Some vegetables don’t require as much sun as other varieties, so you can choose a variety that requires less sunlight. Another alternative is if one area of the balcony has full sunlight you can move a container of vegetables into that area for part of the day.

Vegetables

Planting in large containers allows growth of vegetables such as squash, large tomatoes, eggplants and bell peppers. A 5-gallon bucket container can hold vegetables such as beans, dwarf tomatoes, peas, bush cucumbers, carrots and several other vegetables. Window box type containers or other small pot containers work well for leafy green lettuce, kale, spinach, arugula, radishes and herbs.

Vegetable Garden Containers

Growing vegetables and other plants in containers have become a popular choice for many people. Containers come in many colors, sizes, materials and shapes, allowing you to create a theme or a contrast for a balcony. Small containers are easy to move around from full sun to partial shade. Larger containers make maintenance easier and the vegetable grow larger. Large containers built into square, triangle or rectangular boxes, half barrels from whisky or wine barrels, and terracotta containers are among the most popular choices. Using a 5-gallon plastic bucket works well and it is deep enough to hold moisture and the sprawl of roots. Larger containers also allow you to plant a combination of vegetables and other attractive plants that help repel insects.
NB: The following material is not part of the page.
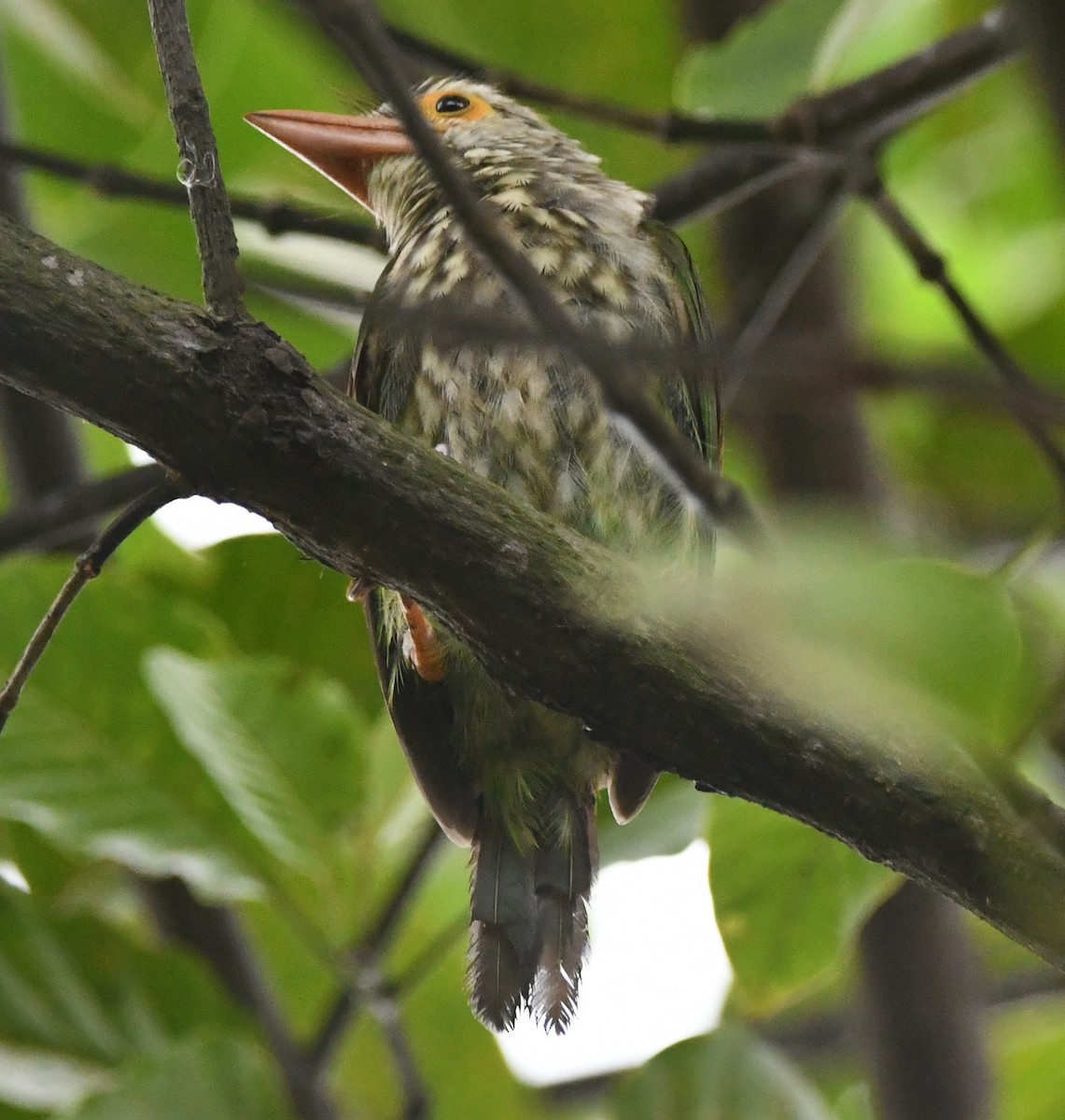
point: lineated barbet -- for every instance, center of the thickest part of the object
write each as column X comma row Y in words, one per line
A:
column 502, row 773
Multi-tiered systems set in a corner of the balcony take up little room and provide several containers for vegetables.

Hanging Containers and Vertical Gardens

To get more use out of small balcony space, hanging containers are nice if there are areas to hang them. The upside-down planter has become popular in the past few years and offers more use of small spaces. The post or rails of a balcony work well as a trellis for climbing vegetables such as cucumbers, squash, sweet potatoes, cherry tomatoes and melons. Attaching a lattice panel to the railings or a wall allows climbing vegetable plants to grow without taking up much space.
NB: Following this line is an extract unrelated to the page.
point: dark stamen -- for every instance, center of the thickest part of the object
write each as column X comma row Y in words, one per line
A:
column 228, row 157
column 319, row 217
Maintenance of Your Balcony Garden

Whatever type of container you choose for your vegetables, some maintenance is required to be successful. Watering is critical for container-grown vegetables. Plants of any type grown in containers require watering once or even twice a day. Hot sunny days, dry air and wind cause plants to dry out quickly. A few items required for maintenance besides water include containers with holes in the bottom, sterilized potting soil, water-soluble or slow-release fertilizers, hand pruners and a small shovel. Conserving moisture in larger containers is easier by using bark or straw for mulching.

Creating a small vegetable garden in your balcony is easy by using a well-drained container, the correct soil, and keeping it maintained with water, fertilizer, and the proper amount of sunlight.